The parties filed motions for summary judgment under Rule 121 at docket No. 20328-04 with respect to the issue of whether coal supply contracts that burdened coal mine property received by a partnership, as part of an exchange under section 1031, are like-kind property to the gold mining property transferred by the partnership.

Respondent filed a cross-motion for partial summary judgment, as his position, if correct, would not have resolved all controversy between the parties. However, the partnership's position, if correct, would be dispositive of all matters in controversy.

All Rule references are to the Tax Court Rules of Practice and Procedure, and all section references, unless otherwise indicated, are to the Internal Revenue Code as amended and in effect for the years in issue.

Background

On June 25, 1993, Peabody Natural Resources Co. (a partnership then known as Hanson Natural Resources Co.) (Peabody) transferred the assets of its gold mining business to Santa Fe Pacific Mining Corp. (Santa Fe), an unrelated corporation, in exchange for the assets of Santa Fe's coal mining business. The parties to the exchange agreed that the mining assets exchanged by each had a total value of approximately $550 million. Peabody treated the transaction as a like-kind exchange under section 1031.

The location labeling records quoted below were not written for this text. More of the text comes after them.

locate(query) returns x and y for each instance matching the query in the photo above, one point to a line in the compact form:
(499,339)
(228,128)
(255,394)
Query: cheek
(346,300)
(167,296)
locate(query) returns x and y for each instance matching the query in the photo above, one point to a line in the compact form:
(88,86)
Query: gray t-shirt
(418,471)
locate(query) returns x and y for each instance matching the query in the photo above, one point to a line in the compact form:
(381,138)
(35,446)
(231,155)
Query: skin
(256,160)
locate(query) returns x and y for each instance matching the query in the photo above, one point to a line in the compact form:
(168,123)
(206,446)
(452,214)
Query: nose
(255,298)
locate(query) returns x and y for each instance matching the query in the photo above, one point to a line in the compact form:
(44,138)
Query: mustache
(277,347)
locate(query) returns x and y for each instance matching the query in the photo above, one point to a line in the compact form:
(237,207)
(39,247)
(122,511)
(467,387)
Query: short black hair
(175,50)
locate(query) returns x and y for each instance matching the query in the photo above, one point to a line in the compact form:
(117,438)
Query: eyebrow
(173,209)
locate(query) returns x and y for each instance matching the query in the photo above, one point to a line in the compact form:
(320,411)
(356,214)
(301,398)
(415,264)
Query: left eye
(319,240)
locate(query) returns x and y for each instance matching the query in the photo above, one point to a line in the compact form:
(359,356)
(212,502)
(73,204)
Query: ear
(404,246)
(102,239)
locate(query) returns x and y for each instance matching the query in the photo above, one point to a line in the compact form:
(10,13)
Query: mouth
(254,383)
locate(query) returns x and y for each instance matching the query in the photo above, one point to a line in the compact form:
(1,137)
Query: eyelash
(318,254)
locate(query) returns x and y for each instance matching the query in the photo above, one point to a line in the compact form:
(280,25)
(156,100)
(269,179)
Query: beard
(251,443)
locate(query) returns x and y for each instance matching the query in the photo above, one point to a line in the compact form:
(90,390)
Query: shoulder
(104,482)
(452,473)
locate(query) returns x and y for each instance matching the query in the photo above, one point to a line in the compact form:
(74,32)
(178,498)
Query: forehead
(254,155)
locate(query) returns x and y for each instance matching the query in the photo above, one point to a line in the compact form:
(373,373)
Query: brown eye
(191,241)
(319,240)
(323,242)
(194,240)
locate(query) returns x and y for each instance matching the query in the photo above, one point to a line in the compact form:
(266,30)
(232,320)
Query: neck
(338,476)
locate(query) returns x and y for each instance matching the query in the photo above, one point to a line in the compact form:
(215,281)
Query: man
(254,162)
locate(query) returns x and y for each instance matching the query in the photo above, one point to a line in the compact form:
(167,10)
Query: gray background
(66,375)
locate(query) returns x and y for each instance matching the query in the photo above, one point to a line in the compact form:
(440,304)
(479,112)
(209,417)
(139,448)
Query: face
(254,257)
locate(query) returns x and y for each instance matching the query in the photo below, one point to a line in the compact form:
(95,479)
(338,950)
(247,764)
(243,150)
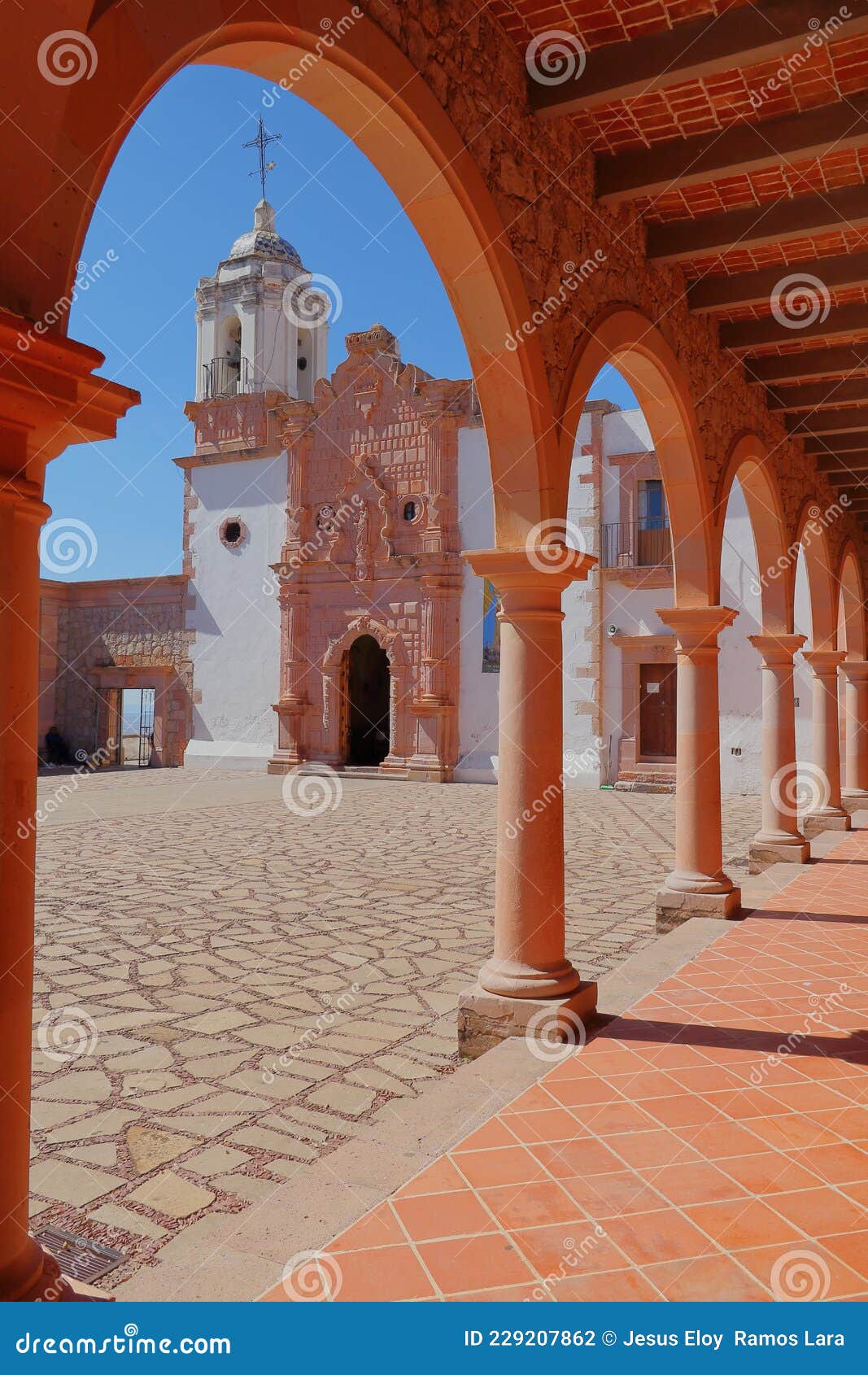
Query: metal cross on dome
(262,142)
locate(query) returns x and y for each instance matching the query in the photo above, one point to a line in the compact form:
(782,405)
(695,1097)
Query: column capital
(49,392)
(696,627)
(545,567)
(778,651)
(824,661)
(854,670)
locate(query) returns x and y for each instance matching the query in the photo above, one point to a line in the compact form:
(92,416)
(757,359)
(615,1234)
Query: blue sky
(175,199)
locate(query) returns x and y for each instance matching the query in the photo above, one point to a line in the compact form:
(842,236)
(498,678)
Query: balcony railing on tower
(644,543)
(226,377)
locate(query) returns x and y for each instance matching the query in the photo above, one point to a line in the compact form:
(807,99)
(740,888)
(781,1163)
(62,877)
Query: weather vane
(262,142)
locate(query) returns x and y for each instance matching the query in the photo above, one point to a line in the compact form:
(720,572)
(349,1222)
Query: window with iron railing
(226,377)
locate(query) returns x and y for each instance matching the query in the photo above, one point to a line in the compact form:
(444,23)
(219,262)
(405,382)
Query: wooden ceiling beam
(841,360)
(758,226)
(838,322)
(818,395)
(736,151)
(718,292)
(739,37)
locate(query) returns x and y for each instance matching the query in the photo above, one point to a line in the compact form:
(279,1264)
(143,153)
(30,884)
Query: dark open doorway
(368,688)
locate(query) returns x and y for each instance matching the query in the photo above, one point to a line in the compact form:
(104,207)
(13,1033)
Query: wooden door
(656,711)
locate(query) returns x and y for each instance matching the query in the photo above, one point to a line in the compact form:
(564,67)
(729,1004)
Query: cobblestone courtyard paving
(227,989)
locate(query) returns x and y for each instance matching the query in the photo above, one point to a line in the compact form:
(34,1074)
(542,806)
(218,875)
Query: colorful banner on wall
(491,630)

The transfer by Peabody to Santa Fe was of gold mines and other gold mining property (including buildings and other improvements, machinery and equipment, and mine exploration and development rights). In exchange, among other things, Peabody (1) received from Santa Fe the Lee Ranch coal mine in New Mexico (which included fee simple land and coal leases to other land giving the leaseholder rights to the coal in place) and (2) assumed all obligations of Santa Fe under two long-term coal supply contracts entered into in the early 1980s by Santa Fe with Tucson Electric Power Co. (TEPCO) and Western Fuels (WEF), respectively. The Lee Ranch was in a remote part of New Mexico and consisted of 13,594 acres of fee simple land and 1,800 acres of leased coal land. During the early 1990s, the annual coal output of the Lee Ranch mine was approximately 3.2 million to 5.0 million tons. At the time of the June 25, 1993, exchange, the Lee Ranch mine contained coal reserves of approximately 200 million tons. The gold mines received by Santa Fe were not burdened by gold supply contracts.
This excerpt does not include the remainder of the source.